Jakarta, CNBC Indonesia - Ketegangan di perbatasan Thailand-Kamboja kembali memanas setelah militer Bangkok menyita sejumlah persenjataan canggih, termasuk rudal antitank berpemandu generasi terbaru buatan China, di tengah baku tembak yang kembali pecah di kawasan perbatasan kedua negara.

Temuan tersebut kini menjadi perhatian serius Bangkok karena memunculkan pertanyaan tentang jalur pasokan senjata dan keterlibatan teknologi militer asing dalam konflik regional Asia Tenggara.
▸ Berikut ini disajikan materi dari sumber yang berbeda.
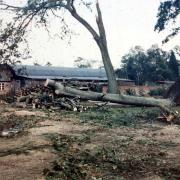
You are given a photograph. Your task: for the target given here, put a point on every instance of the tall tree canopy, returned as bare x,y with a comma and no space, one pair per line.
40,10
168,11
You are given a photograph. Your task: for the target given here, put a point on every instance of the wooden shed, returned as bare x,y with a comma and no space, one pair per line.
12,78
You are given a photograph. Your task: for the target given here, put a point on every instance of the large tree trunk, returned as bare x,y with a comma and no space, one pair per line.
115,98
100,39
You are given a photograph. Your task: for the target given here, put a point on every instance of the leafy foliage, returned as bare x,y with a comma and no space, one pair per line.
147,66
10,44
168,11
84,63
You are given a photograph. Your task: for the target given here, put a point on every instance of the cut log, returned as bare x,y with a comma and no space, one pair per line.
115,98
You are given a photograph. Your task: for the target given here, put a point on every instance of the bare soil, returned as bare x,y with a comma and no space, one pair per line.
151,151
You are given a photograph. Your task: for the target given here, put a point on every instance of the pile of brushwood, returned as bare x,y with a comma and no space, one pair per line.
43,97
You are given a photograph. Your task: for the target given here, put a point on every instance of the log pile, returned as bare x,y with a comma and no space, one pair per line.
43,97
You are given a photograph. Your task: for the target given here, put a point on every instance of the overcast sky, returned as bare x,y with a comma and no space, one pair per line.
127,22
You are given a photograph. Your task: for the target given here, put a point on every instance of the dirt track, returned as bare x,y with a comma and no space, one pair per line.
26,155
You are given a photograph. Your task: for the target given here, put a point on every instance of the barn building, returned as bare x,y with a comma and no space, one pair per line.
12,78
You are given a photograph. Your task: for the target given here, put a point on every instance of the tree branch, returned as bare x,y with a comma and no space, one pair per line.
71,8
100,24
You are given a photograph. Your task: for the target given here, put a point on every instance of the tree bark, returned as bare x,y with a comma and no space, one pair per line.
115,98
100,39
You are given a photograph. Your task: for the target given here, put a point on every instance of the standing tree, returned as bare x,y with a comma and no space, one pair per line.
43,8
173,65
84,63
168,11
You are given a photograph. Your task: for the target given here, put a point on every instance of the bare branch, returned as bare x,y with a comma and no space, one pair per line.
100,24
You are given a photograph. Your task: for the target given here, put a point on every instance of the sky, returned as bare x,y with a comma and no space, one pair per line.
127,22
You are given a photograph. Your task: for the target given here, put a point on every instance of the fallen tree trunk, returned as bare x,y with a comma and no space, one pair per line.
115,98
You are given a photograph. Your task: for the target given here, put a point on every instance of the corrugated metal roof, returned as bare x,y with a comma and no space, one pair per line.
44,72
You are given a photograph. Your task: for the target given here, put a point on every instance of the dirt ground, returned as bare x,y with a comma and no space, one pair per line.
149,151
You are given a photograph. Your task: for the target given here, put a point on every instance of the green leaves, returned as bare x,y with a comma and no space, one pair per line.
168,12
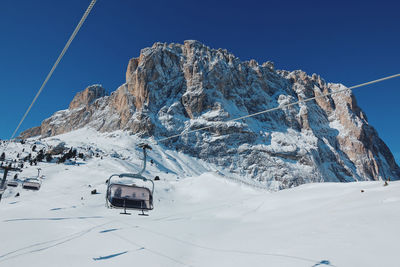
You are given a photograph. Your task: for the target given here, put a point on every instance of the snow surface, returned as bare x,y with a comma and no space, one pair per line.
202,217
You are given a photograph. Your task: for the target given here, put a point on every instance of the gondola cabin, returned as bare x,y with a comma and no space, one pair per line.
31,184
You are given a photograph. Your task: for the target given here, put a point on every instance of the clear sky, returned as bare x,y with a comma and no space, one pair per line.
349,42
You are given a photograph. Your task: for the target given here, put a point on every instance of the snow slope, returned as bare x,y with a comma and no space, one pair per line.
201,218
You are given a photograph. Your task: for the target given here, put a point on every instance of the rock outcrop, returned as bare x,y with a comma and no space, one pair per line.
173,88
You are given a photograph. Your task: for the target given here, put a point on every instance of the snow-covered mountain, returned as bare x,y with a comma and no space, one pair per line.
172,88
200,217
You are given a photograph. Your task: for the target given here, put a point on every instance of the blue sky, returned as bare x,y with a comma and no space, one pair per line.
344,41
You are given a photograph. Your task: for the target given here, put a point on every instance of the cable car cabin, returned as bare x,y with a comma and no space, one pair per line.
129,196
31,184
12,183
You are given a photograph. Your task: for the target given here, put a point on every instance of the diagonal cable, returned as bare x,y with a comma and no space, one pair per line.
71,38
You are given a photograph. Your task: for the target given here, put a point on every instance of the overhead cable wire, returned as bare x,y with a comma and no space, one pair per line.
283,106
71,38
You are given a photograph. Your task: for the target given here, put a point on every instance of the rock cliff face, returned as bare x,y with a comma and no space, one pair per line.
171,88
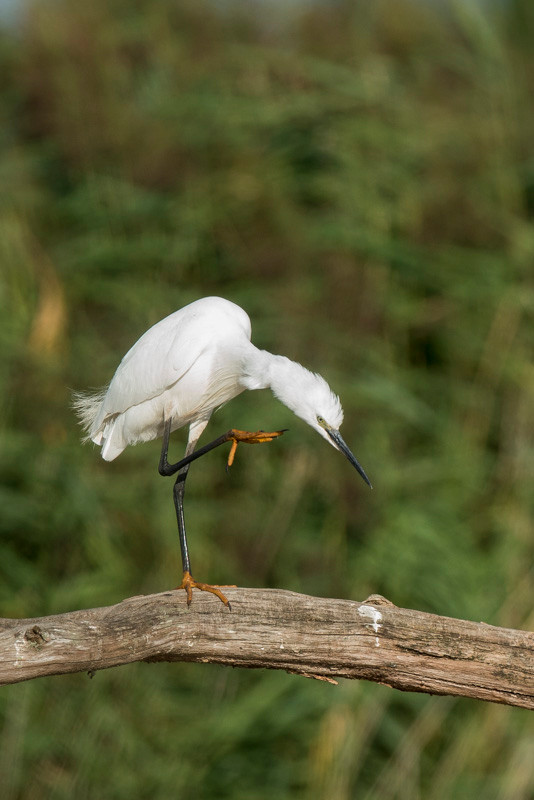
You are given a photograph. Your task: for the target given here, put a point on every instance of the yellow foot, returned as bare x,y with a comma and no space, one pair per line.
189,584
249,437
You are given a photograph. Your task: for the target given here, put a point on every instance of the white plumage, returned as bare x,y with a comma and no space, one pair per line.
178,373
189,364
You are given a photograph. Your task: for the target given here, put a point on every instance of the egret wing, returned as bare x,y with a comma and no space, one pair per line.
156,361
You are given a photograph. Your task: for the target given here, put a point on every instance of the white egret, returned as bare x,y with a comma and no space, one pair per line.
180,371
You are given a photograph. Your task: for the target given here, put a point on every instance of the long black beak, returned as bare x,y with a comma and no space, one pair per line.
340,443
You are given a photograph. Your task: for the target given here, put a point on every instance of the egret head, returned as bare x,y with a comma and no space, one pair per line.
309,396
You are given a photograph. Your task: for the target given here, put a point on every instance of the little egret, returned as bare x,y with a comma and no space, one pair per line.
180,371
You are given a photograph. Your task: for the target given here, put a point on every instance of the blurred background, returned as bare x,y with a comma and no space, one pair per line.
360,177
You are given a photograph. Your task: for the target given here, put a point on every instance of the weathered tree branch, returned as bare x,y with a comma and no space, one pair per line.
311,636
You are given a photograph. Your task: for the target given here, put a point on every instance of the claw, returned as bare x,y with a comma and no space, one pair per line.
188,584
249,437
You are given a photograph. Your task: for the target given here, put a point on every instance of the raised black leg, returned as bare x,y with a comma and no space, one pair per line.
167,469
182,468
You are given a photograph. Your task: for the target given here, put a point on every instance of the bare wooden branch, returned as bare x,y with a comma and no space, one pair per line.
316,637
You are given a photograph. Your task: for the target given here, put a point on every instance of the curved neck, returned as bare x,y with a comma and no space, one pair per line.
261,369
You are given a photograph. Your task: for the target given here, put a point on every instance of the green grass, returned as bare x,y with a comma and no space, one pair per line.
360,177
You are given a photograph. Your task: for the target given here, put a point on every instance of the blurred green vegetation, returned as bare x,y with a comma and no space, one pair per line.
360,177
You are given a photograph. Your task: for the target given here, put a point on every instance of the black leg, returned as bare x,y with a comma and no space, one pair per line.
178,495
167,469
182,468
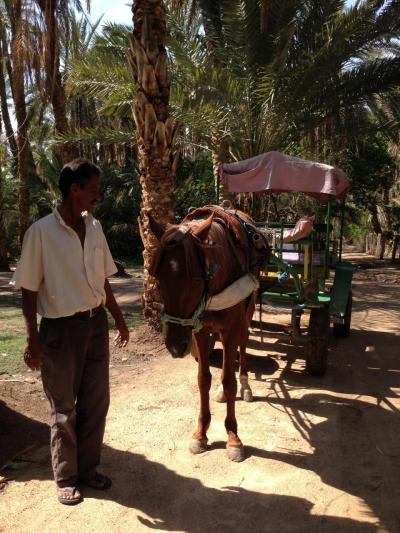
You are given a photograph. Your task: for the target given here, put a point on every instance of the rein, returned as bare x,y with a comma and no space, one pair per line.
195,321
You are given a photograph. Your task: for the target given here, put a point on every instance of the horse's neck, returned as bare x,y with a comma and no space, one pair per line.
231,264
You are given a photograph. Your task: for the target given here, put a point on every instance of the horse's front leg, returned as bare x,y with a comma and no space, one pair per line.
199,440
234,445
245,391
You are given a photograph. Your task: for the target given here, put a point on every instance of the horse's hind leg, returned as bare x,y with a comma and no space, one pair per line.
234,445
199,440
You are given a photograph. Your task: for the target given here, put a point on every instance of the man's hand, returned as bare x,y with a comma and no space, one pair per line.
122,337
33,354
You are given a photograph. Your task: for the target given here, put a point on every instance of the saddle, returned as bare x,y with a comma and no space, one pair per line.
240,226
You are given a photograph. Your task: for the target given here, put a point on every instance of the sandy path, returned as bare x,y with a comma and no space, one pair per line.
323,454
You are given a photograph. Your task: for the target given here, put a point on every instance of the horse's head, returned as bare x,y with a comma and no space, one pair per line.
178,266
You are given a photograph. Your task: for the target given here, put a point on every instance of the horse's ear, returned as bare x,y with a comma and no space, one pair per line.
155,227
201,231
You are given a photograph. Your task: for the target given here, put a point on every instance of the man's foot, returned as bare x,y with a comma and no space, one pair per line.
69,495
97,481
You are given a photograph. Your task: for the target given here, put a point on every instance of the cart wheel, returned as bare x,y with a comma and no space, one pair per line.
318,331
343,330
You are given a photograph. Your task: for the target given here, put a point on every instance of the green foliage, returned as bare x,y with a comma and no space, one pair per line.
372,169
119,210
195,184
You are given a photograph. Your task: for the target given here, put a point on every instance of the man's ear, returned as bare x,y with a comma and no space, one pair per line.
201,231
155,227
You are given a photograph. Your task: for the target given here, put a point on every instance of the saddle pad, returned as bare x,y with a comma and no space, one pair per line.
236,292
230,221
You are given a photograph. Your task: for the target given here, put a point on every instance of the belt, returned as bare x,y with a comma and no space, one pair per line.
86,314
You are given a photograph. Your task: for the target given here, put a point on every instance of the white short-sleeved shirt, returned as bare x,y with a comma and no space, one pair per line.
67,277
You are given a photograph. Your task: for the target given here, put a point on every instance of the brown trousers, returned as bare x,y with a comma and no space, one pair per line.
75,379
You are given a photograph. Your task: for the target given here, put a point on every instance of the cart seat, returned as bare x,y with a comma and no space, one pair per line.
297,258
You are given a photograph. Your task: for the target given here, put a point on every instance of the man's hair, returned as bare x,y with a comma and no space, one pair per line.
79,171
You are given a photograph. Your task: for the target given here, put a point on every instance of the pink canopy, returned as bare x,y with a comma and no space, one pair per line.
276,172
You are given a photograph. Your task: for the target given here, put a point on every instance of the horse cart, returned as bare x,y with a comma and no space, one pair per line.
297,276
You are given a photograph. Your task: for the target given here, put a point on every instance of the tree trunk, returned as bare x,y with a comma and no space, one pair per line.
3,98
155,133
20,113
54,86
4,265
376,225
219,154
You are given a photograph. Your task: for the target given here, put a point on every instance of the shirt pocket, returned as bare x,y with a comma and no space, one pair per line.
99,265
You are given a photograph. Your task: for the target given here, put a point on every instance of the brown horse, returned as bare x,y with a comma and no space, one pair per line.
196,260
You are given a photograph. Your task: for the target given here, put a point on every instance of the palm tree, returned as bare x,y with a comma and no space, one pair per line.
18,28
155,131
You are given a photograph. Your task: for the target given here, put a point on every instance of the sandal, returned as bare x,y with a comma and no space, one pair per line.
97,481
69,495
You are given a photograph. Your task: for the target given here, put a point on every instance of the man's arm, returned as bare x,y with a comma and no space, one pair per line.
33,349
122,337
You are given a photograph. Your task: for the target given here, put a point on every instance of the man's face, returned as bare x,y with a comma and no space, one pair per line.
86,198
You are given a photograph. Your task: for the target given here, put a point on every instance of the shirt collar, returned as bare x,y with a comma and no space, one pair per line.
87,217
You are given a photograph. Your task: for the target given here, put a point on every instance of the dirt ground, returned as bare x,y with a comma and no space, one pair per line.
322,454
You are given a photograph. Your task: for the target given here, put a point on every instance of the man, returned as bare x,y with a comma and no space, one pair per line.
63,270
Angkatan Darat Kerajaan Thailand mengonfirmasi bahwa rudal-rudal antitank yang berhasil direbut dari wilayah perbatasan kini berada sepenuhnya dalam penguasaan militer Thailand dan tidak akan diserahkan kepada pihak manapun. Pernyataan itu disampaikan melalui laporan Thai Public Broadcasting Service (PBS), di tengah penyelidikan lanjutan terhadap asal-usul dan penggunaan senjata tersebut.

Rudal yang dimaksud diidentifikasi sebagai GAM-102LR, sistem senjata antitank berpemandu presisi generasi kelima yang dikembangkan oleh China. Sistem ini pertama kali diperkenalkan oleh perusahaan pertahanan Poly Technologies pada 2018. Rudal GAM-102 dapat dipasang pada tripod maupun kendaraan tempur dan memiliki kemiripan desain dengan rudal antitank FGM-148 Javelin milik Amerika Serikat.

Teknologi Militer China

Kasus penyitaan rudal ini dinilai penting karena memperlihatkan semakin tampaknya ekspor persenjataan China dalam konflik kawasan. Beijing diketahui telah memasok tank tempur VT-4 kepada Angkatan Darat Kerajaan Thailand berdasarkan perjanjian yang diteken pada 2017.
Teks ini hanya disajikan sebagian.